Mancuso provided valuable graphics and summary statements to explain the various slot amortisseur windings (Gen 1, 2, and 3, plus non-static start) found in the fleet and how they work. Plus, he addressed excessive axial misalignment—when a wedge vent hole exceeds 30% or more blockage—and its causes. Should wedge hole blockage exceed 50%—not typical—it’s possible to cause a hot spot in the winding, possibly leading to an electrical fault.
Finally, the speaker presented solutions to address component migration—including an amortisseur/spring axial retention modification package available from the OEM to lock the various components together.
Over-potential insulation dielectric testing (hi-pot)
Michael Villani, product and factory support, Generator Services, explained that periodic maintenance over-potential testing of generator stator windings is a generally accepted industry practice. He said that when this test is performed on healthy insulation and according to the OEM’s instructions, the insulation will not be damaged. Not everyone in the industry would agree with this. However, if the insulation’s integrity has been degraded prior to the test—such as from stator-bar abrasion, girth cracks, etc—the test will accentuate that damage.
Later, Villani noted that the final hi-pot test during generator manufacture is considered the most reliable factory test to determine the quality of the insulation system at the time of shipment. Thus, he concludes, continued periodic hi-pot testing in the field is the most reliable test to determine the suitability of an insulation system to perform its intended functions reliably. The customer ultimately decides what voltage it is most comfortable with for conducting the hi-pot.
Villani also reviewed the pros and cons of ac and dc hi-pot testing, noting that all new stator bars and stator windings are tested with ac hi-pot. With the ac test set large and requiring trucking and cranes to transport and move around onsite, and a significant power source, its cost is higher than for the dc test, which is selected in most instances.
Final topic in Villani’s presentation: Should hi-pot testing be closed or open? GE generally recommends hi-pot testing be performed with the unit degassed and opened up, so both ends of the generator are visible to the operator/second watch person and others observing the test. The benefit of this approach is that if a failure occurs it may be possible to see its location, thereby helping to quickly identify the failed winding.
Third-harmonic stator ground
Dhruv Bhatnagar’s (generator application engineering) presentation was the second on this topic at GUG2020, the first one delivered by an owner/operator during the Week One generator session (see previous section).

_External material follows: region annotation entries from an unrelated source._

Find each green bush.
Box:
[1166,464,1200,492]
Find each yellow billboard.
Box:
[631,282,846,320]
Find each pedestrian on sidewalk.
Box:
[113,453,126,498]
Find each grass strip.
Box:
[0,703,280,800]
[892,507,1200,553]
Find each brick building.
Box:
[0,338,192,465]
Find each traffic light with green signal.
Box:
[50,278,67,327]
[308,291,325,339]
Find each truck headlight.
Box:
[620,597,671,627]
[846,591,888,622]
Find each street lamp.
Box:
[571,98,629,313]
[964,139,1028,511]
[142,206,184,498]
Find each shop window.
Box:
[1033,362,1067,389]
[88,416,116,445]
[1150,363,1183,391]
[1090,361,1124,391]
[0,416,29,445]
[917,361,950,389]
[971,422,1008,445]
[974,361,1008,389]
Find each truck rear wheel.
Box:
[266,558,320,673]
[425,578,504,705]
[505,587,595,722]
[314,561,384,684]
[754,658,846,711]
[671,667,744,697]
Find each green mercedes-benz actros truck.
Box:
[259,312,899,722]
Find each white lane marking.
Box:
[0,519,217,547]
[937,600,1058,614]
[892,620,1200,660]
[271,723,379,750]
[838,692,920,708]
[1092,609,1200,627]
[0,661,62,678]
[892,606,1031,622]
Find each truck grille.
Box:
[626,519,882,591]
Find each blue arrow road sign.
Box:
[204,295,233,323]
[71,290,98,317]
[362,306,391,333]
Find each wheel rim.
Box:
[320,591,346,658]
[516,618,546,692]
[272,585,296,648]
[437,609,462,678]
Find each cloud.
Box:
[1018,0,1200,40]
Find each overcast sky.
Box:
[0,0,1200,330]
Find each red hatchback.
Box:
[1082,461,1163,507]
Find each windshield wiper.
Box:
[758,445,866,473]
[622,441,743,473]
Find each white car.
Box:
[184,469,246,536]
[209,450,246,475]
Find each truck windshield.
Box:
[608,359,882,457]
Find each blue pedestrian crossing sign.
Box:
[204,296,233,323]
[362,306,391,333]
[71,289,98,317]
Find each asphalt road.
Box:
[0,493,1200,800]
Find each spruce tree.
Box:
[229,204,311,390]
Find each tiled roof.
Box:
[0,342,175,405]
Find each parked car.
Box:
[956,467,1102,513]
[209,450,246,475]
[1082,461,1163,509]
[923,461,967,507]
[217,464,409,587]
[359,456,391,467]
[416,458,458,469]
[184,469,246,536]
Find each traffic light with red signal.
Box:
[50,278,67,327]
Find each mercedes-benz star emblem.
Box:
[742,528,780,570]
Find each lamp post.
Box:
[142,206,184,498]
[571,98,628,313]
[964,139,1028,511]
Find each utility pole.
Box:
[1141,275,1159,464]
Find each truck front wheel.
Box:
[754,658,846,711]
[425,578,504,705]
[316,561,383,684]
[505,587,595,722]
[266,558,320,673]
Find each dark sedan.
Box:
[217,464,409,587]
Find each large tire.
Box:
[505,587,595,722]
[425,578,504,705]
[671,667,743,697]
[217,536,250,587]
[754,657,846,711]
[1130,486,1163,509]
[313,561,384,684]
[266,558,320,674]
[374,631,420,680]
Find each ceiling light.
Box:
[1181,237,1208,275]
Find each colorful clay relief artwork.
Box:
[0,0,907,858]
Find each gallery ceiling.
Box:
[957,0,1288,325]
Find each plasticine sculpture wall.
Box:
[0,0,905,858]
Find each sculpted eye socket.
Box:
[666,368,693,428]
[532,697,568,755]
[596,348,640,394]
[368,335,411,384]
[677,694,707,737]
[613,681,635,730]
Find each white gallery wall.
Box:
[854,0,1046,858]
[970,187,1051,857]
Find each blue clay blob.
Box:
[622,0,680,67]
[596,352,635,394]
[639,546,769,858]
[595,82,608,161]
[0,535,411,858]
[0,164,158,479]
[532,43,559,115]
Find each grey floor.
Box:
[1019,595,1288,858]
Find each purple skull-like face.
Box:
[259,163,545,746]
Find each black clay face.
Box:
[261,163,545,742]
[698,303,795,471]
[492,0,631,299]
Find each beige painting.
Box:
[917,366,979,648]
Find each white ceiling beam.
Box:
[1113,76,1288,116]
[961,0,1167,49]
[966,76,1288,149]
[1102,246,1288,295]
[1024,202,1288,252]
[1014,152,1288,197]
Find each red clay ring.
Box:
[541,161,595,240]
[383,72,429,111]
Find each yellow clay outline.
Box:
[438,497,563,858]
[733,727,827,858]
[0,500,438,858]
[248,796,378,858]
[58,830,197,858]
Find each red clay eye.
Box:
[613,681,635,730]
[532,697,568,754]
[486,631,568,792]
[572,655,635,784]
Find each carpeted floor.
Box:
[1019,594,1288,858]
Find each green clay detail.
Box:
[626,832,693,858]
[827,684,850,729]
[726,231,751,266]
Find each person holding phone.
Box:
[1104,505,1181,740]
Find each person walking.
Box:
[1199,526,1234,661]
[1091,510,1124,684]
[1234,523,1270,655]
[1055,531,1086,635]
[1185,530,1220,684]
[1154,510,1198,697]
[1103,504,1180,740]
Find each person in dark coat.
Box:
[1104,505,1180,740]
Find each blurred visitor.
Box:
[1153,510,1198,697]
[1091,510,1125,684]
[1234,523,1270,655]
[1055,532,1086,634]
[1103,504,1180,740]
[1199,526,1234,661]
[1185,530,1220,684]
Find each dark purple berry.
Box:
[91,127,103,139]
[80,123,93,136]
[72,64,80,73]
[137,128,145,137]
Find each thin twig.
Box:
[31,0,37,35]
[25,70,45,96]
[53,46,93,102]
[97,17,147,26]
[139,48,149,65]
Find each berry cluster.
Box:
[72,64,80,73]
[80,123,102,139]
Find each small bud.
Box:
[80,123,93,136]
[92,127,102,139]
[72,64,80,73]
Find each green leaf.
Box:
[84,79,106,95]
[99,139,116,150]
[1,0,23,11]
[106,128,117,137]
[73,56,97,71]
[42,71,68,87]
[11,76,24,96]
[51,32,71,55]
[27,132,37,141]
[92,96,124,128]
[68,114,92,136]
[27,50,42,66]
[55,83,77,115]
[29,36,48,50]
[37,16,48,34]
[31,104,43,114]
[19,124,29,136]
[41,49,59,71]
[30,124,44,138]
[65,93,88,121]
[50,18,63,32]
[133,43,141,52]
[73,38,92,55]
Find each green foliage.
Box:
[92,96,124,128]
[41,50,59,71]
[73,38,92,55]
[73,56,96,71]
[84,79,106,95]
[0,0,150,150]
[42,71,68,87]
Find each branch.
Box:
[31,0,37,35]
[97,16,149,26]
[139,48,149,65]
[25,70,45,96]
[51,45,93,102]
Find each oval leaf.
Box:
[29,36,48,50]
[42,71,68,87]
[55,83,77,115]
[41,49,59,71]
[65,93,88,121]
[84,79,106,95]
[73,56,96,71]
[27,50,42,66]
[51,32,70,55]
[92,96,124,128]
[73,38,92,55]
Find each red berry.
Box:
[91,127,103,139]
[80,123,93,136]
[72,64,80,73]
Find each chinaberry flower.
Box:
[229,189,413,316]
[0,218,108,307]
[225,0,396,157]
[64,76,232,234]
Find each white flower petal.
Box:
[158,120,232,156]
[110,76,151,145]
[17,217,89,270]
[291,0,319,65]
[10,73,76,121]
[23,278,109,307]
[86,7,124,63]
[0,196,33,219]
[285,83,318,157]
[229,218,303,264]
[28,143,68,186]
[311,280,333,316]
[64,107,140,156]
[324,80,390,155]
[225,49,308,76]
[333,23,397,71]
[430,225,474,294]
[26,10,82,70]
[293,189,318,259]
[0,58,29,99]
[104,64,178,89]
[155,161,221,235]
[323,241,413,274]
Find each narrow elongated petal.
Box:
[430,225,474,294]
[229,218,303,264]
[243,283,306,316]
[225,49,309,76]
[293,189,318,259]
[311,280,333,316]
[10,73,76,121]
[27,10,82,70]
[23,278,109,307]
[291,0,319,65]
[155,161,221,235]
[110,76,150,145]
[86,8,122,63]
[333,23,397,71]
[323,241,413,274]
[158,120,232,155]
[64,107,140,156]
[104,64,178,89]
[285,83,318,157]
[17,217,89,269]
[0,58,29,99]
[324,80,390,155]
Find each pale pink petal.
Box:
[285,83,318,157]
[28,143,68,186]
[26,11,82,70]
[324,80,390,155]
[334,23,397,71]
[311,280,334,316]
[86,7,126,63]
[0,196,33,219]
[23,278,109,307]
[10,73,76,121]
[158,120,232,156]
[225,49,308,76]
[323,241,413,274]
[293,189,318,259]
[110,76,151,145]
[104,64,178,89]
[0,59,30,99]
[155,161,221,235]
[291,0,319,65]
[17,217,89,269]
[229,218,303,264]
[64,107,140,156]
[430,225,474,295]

Content of both presentations is similar and those with interest in the subject matter should review both—the user’s on the Power Users website at www.powerusers.org and Bhatnagar’s, which provides GE’s recommendation for stator-ground protection, on MyDashboard. An important point: GE recommends simple and low-cost testing to ensure that the 27TN trip settings are properly configured. If the are not properly configured, significant generator damage can occur, as the examples provided in the presentation revealed.